Meinung Coronavirus: Die nächste Krise kommt bestimmt - Warum Reformen im Gesundheitswesen nötig sind

Meinung · Mit dem Dank der Kanzlerin an das medizinisches Personal, mit dem Applaus der Bürger kann und darf es nicht getan sein. Es ist jetzt die Zeit, über Reformen im Gesundheitswesen nachzudenken.

Leere Betten machen keinen Umsatz. Deshalb werden sie auch nicht vorgehalten, deshalb ist es so schwierig zu erfahren, wie viele Betten denn nun tatsächlich für Coronapatienten zur Verfügung stehen.

Foto: dpa/Bernd Wüstneck

Aller Voraussicht nach ist Deutschland auf absehbare Zeit weitgehend abgeschaltet. Im Kampf gegen Covid-19 ruht das öffentliche Leben. Allein in Krankenhäusern herrscht rund um die Uhr Hochbetrieb. Es ist deshalb nur recht und billig, dass Kanzlerin Angela Merkel sich in ihrer bemerkenswerten Rede an die Nation beim medizinischen Personal für dessen unermüdlichen Einsatz bedankt. Es ist aus diesem Grund eine längst überfällige Geste der Dankbarkeit, dass Menschen den Krankenschwestern, Krankenpflegern, Ärztinnen und Ärzten regelmäßig applaudieren.

Aber mit dem Dank der Kanzlerin, mit dem Applaus der Bürger kann und darf es nicht getan sein. Wenn in Verwaltungen, Behörden und Ministerien die Arbeit weitgehend auf null gefahren wird, entsteht die  Chance, dass nach einer Phase des Beobachtens und des Nachdenkens die Erkenntnis wächst, dass es nach der laut Merkel schwersten Krise seit dem Zwieiten Weltkrieg im deutschen Gesundheitswesen nicht weiter gehen kann wie vor dieser Krise.

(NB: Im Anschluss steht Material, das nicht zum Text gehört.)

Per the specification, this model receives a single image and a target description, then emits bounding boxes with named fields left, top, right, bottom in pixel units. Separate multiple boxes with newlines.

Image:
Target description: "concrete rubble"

Ein Kommentar von Lothar Leuschen.

Foto: Schwartz, Anna (as)

Wenn sich das Personal in den Krankenhäusern auch noch so sehr bemüht, an die Grenzen der eigenen Belastbarkeit geht, ist nicht zu übersehen, dass es Lücken im System gibt. Es fehlt an Personal, es fehlt an Material, es fehlt an Notbetten, um die Menschen akut versorgen zu können, die gegen das Coronavirus um ihr Leben kämpfen. Ärzte und Krankenschwestern sind jetzt schon gefordet, mit zehn Fingern einen Wassereimer zu schließen, aus dem es aus elf Löchern tropft.

Minister, Staatssekretäre und Ministerialbeamte können dagegen kurzfristig nichts tun. Langfristig schon. Es ist jetzt die Zeit, über Reformen im Gesundheitswesen nachzudenken. Das System in Deutschland funktioniert grundsätzlich. Dennoch ist gut nicht gut genug, weil auf dem Wege der Kostenoptimierung ein paar Schritte zu weit gegangen worden ist. Dass es in Krankenhäusern in diesen Tagen zu wenige Notbetten gibt, dürfte damit zu tun haben, dass Notbetten keinen Umsatz erzeugen, sie sind ja für Notfälle vorgesehen.

Wenn diese Fälle nicht eintreten, können Krankenhausbetreiber auch nichts einnehmen. Leere Betten machen keinen Umsatz. Deshalb werden sie auch nicht vorgehalten, deshalb ist es so schwierig zu erfahren, wie viele Betten denn nun tatsächlich für Coronapatienten zur Verfügung stehen.

Transparenz herrscht dagegen in Personalfragen. Seit Jahr und Tag führen Klinikbetreiber und Pflegedienste Klage darüber, dass junge Leute den Weg in Pflegeberufe nicht finden. Dabei liegen die Ursachen dafür auf der Hand: zu viel Arbeit bei zu schlechter Bezahlung.

Das Lob von Angela Merkel ist redlich verdienter Balsam auf die Wunden des medizinischen Personals in einem äußerst kostenoptimierten System. Wirken kann der Balsam aber nur, wenn den warmen Worten spätestens nach der Krise dauerhaft auch geldwerte Taten folgen. Es ist nicht ausgeschlossen, dass nach Covid-19 irgendwann einmal Covid-20 kommt. Dann sollte ein Staat wie Deutschland erheblich besser vorbereitet sein.